W najbliższą niedzielę na Stadionie Lekkoatletycznym w Gorzowie Wielkopolskim miejscowi Grizzlies zmierzą się z Barbarians Koszalin. Dla obu zespołów będzie to ostatnie starcie w tegorocznych rozgrywkach LFA9. Początek meczu zaplanowano na godzinę 14:00.
Grizzlies przed tygodniem jechali na daleki wyjazd do Warszawy, gdzie mierzyli się z liderami grupy północnej – Warsaw Mets B. Mimo zostawionego serca na boisku, nie udało im się wrócić na zachód Polski z korzystnym wynikiem. Kluczowym czynnikiem okazała się szerokość składu i brak zmienników na niektórych pozycjach. Teraz przyszedł czas na ostatnie domowe starcie w tym roku. Gorzowianie pokazali już w meczu z Archers, że niesieni dopingiem kibiców, są w stanie zdobyć wiele punktów. Teoretycznie może się wydawać, że najbliższy rywal nie będzie dla nich problemem, jednak w Gorzowie dobrze wiedzą, że Koszalina nie można lekceważyć. Szykuje się ciekawe starcie.
„Do Warszawy pojechaliśmy bardzo mocno okrojonym składem. We znaki dała się także długa podróż. Nie weszliśmy dobrze w mecz, straciliśmy szybko punkty, później ciężko było je odrabiać. Walczyliśmy, lecz ciągła rotacja w drużynie Mets pozwoliła im podejść do każdej serii ze świeżością i bez zmęczenia. My takiego komfortu nie mieliśmy. Na mecz z Barbarians wyjdziemy zmotywowani. Chcemy pokazać się z jak najlepszej strony, jednocześnie podziękować kibicom za doping w całym sezonie. Celem na ostatni mecz jest oczywiście zwycięstwo. Wyniki Barbarians nie oddają ich gry w tym roku. Widoczny jest progress, w porównaniu do lat poprzednich. Stoczyli już w tym sezonie kilka naprawdę ciekawych pojedynków. Nastawiamy się na ciężki mecz, który może rozstrzygnąć się dopiero w drugiej połowie” – Maciej Masłowski – Grizzlies Gorzów Wielkopolski.

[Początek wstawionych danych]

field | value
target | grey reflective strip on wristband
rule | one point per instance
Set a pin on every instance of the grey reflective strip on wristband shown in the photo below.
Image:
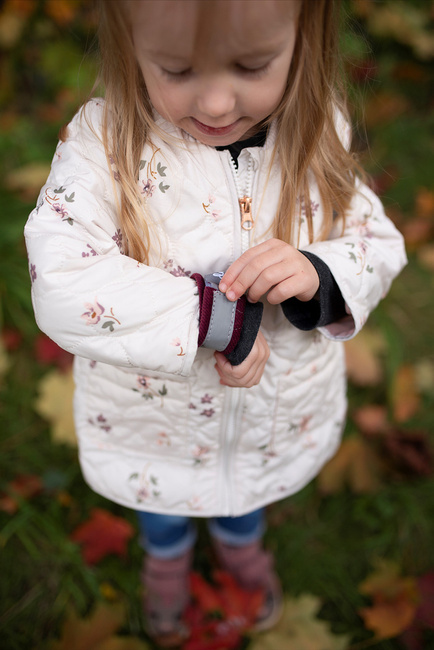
(221, 324)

Patrząc na tabelę grupy północnej LFA9, może się wydawać, że Barbarians są outsiderami grupy. Tabela na to wskazuje, jednakże oglądając ich mecze i patrząc na wyniki poszczególnych spotkań, bilans 0-3 to tylko suche cyfry. Barbarzyńcy w każdym spotkaniu dają z siebie 200%. W meczu otwarcia dzielnie walczyli z Archers i przegrali dopiero po trzech dogrywkach. Swoją siłę i waleczność pokazali również w starciu z Mets. Jedynie mecz z Mustangs był „do jednej bramki”. W niedzielę czeka ich wyjazdowe starcie w Gorzowie i zrobią wszystko, by do ligowej tabeli dopisać dwa oczka, a zarazem dać swoim kibicom trochę radości na koniec sezonu.
„Tegoroczny sezon mimo trzech porażek możemy uznać za udany, chociażby ze względu na poprawę naszego stylu gry. Każde zagrane do tej pory spotkanie zagraliśmy na równym poziomie regularnie zdobywając punkty, z czym mieliśmy problem w ubiegłym sezonie. Jednakże w każdym dotychczasowym spotkaniu brakło nam wykończenia, nie ustrzegliśmy się błędów, które przeciwnik potrafił wykorzystać. Na pewno gorzowianie odczuli trudy poprzedniego spotkania a i czas na regenerację był krótki co będzie ważnym czynnikiem, lecz na pewno nie najważniejszym. Nasza grupa jest wyrównana, nie ma tu słabych drużyn. Każdy mecz stał na wyrównanym poziomie, co dobrze świadczy o drużynach w niej występujących. My skupiamy się na tym, by w niedzielę wyjść na boisko i po prostu zagrać dobry mecz, który miejmy nadzieję, zakończy się naszym zwycięstwem.” – Marcin Olesiński, Barbarians Koszalin.